I have been running a pywikibot on Marathi wikipedia since almost a month now. The only task of this bot is find and replace. You can find overall details of pywikibot at: pywikibot. You can find the details of that particular find and replace operation at replace.py and fixes.py and even further examples of fixes here.
The following is a part of my source code. When running the bot on Marathi wikipedia, I am facing a difficulty because of the Marathi language's script. All of the replacements are going fine, but one is not. For example, I will use English words instead of Marathi.
The first part ("fix") of following code searches for "{{PAGENAME}}", and replaces it with "{{subst:PAGENAME}}". The msg parameter is the edit summary.
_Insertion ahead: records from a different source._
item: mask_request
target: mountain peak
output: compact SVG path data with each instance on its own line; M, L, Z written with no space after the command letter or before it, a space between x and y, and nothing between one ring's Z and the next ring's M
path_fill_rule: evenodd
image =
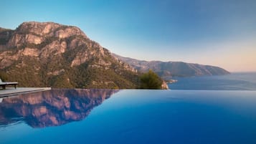
M20 86L135 88L138 74L78 27L24 22L0 32L0 77Z
M23 22L16 29L18 32L32 33L43 37L65 38L73 35L86 37L85 34L77 27L62 25L54 22Z

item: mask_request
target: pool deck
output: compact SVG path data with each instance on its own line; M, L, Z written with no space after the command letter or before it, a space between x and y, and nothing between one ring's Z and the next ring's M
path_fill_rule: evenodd
M51 87L6 87L6 90L0 89L0 97L18 95L20 94L50 90Z

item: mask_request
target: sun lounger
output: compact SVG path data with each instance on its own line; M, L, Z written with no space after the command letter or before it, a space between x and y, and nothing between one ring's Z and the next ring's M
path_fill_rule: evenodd
M1 86L4 90L6 89L6 85L14 85L16 89L17 85L18 85L17 82L2 82L1 80L0 79L0 86Z

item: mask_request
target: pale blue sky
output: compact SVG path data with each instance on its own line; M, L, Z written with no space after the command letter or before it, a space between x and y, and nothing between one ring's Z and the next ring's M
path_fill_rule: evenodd
M255 0L0 0L0 27L77 26L118 54L256 71Z

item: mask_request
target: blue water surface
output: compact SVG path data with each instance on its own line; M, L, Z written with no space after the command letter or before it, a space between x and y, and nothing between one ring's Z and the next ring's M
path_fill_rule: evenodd
M0 103L0 143L256 143L256 91L52 90Z
M171 77L171 90L256 90L256 72L237 72L226 75Z

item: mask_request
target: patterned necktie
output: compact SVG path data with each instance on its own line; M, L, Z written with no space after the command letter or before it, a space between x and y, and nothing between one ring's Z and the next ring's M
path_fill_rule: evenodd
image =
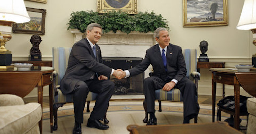
M95 49L95 46L93 46L93 47L92 47L92 51L93 51L93 54L94 54L94 56L95 56L95 58L96 58L96 49ZM96 74L96 78L98 78L98 73L97 73L97 72L95 72Z
M165 69L165 71L167 71L167 68L166 68L166 57L165 56L165 55L164 54L164 49L163 49L162 50L162 58L163 60L163 62L164 63L164 69Z
M95 58L96 58L96 49L95 49L95 46L93 46L92 47L92 50L93 51L93 53L94 54Z

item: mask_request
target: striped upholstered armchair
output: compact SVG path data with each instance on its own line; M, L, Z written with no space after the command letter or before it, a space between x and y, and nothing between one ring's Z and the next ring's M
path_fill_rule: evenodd
M200 74L196 72L197 69L197 50L196 49L185 49L183 50L183 55L186 63L186 68L187 72L187 77L194 82L197 88L196 96L195 96L197 100L197 89L198 80ZM152 75L152 72L149 73ZM175 102L183 102L183 98L181 93L178 89L173 89L170 91L166 92L163 91L162 89L156 90L155 91L156 99L158 100L159 107L158 111L162 111L161 101L170 101ZM145 112L146 110L146 105L145 101L143 101L143 107ZM145 118L143 121L146 123L148 121L148 114L146 113ZM194 122L197 123L197 117L195 118Z
M53 109L50 109L50 117L51 132L56 130L58 129L57 111L60 107L62 107L66 103L72 103L73 102L72 94L63 94L60 87L60 82L63 78L71 51L70 47L53 47L53 67L54 69L53 75ZM87 112L90 112L89 106L91 101L95 100L97 94L89 92L86 98L87 102ZM52 126L53 114L54 117L54 124ZM108 121L106 118L106 115L104 119L104 123L108 123Z

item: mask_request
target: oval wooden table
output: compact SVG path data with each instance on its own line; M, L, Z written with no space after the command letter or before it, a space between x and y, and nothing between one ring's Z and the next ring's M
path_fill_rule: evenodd
M256 68L253 68L246 72L227 68L212 68L210 70L212 71L212 122L214 122L216 83L234 85L235 113L229 113L234 115L234 127L239 130L240 86L249 94L256 97Z
M52 91L54 71L52 67L38 66L26 71L18 70L15 67L12 70L0 70L0 94L15 94L23 98L37 87L38 102L41 104L42 112L43 87L49 85L49 91ZM49 97L49 100L52 100L52 95ZM42 133L42 116L39 127Z

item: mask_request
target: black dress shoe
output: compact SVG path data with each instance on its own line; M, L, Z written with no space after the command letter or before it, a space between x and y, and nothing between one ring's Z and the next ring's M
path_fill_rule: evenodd
M76 122L73 129L73 134L80 134L82 133L82 127L81 123Z
M108 121L106 118L105 118L103 120L103 122L104 122L104 124L108 124L108 123L109 122L109 121Z
M99 120L97 119L94 120L88 119L86 126L90 128L96 128L98 129L103 130L107 129L109 127L107 125L101 123Z
M157 118L153 118L149 119L146 125L157 125Z

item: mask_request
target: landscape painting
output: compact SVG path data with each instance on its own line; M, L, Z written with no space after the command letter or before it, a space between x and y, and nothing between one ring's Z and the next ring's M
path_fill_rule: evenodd
M227 0L183 0L183 27L228 25Z
M26 9L30 21L26 23L14 24L13 32L44 34L45 10L28 7Z

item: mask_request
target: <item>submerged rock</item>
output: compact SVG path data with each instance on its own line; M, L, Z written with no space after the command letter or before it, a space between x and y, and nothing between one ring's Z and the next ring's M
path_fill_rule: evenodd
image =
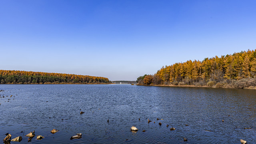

The second fix of the code "man", finds "man" and replaces it with "gent". But the problem is, it is also replacing "human" to "hugent", "craftsmanship" to "craftsgentship" and so on.
fixes = {
'name': {
'regex': True,
'nocase': True,
'msg': {'mr': '{{PAGENAME}} → पानाचे मूळ नाव (base name of page)'},
'replacements': [
( r'{{ *PAGENAME *}}', '{{subst:PAGENAME}}' ),
],
},
'man': {
'regex': True,
'msg': {'mr': 'man → gent'},
'replacements': [
('man', 'gent'),
],
},
}
So I tried to update the find and replace parameter from ('man', 'gent')
to ('man ', 'gent ')
(space in the end) and then to (' man ', ' gent ')
(space at the both ends). But both these changes didn't change any words, not even the original (only) "man".
So how do I change the instance of "He was a good man - a true humanitarian" to "He was a good gent - a true humanitarian" without making it hugentitarian?